C’è un nuovo percorso e una nuova data per la Pedemontana, la grande incompiuta lombarda e tra le più “lente” d’Italia. Ora che la Regione Lombardia è entrata in maggioranza dentro il capitale societario, fornendo così maggiori garanzie alle banche finanziatrici, è stato fissato un nuovo cronoprogramma e definito un progetto in versione ridotta: l’obiettivo per il completamento dell’opera è adesso il 2026, l’anno delle Olimpiadi invernali Milano-Cortina, ma con 17 chilometri in meno.

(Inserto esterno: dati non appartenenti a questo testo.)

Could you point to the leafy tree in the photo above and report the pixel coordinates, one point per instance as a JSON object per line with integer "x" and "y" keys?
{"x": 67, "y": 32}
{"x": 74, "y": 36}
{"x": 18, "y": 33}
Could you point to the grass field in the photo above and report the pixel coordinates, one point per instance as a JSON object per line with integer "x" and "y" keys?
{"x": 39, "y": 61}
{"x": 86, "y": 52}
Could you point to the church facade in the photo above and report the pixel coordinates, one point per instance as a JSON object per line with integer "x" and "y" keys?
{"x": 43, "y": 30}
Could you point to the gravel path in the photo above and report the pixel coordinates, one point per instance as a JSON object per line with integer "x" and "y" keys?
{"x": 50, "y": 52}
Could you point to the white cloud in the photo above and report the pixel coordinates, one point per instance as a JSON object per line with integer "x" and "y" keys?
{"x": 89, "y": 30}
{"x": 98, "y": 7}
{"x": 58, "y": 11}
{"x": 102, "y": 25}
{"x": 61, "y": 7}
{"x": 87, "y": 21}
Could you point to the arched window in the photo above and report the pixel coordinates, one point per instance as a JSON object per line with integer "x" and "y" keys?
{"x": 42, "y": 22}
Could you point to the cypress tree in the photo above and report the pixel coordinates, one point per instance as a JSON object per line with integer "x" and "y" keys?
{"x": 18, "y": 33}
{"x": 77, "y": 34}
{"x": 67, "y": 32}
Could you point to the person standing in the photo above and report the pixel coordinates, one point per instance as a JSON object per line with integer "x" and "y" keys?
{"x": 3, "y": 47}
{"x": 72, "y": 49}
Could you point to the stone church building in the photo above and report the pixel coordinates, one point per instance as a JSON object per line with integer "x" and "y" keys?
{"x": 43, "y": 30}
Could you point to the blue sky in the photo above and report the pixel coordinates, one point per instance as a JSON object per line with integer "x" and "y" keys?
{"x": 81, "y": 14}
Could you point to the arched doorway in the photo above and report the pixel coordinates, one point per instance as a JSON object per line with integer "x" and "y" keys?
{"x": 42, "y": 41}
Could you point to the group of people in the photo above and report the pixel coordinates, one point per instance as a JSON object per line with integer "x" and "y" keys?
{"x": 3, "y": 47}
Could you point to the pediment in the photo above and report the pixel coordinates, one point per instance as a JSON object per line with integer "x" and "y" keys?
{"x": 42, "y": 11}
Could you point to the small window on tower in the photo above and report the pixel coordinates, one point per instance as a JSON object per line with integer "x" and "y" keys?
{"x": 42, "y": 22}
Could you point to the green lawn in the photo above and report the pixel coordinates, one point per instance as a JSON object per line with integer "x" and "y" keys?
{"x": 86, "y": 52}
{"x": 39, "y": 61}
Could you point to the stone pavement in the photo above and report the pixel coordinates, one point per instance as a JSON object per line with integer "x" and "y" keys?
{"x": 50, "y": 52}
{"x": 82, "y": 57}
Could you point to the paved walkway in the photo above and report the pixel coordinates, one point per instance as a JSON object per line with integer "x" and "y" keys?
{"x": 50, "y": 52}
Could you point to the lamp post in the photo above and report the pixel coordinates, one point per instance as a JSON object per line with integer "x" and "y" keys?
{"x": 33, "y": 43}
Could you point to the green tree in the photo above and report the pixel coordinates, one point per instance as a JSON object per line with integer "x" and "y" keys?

L’opera era già finita in un altro dossier, quello dell’Expo 2015, ma per quella data ci si dovette accontentare del primo tratto con l’aggiunta dello svincolo di Lomazzo. E poi di nuovo tutto fermo, per due ragioni: mancanza di risorse e un lungo contenzioso con Strabag, vincitrice del secondo lotto, che per anni ha chiesto cifre enormi di extracosti. Le due problematiche ad un certo punto erano collegate: con un braccio di ferro tra società così lungo e oneroso, le banche hanno preferito chiudere i rubinetti. Dopo anni ora potrebbero esserci i presupposti per ripartire.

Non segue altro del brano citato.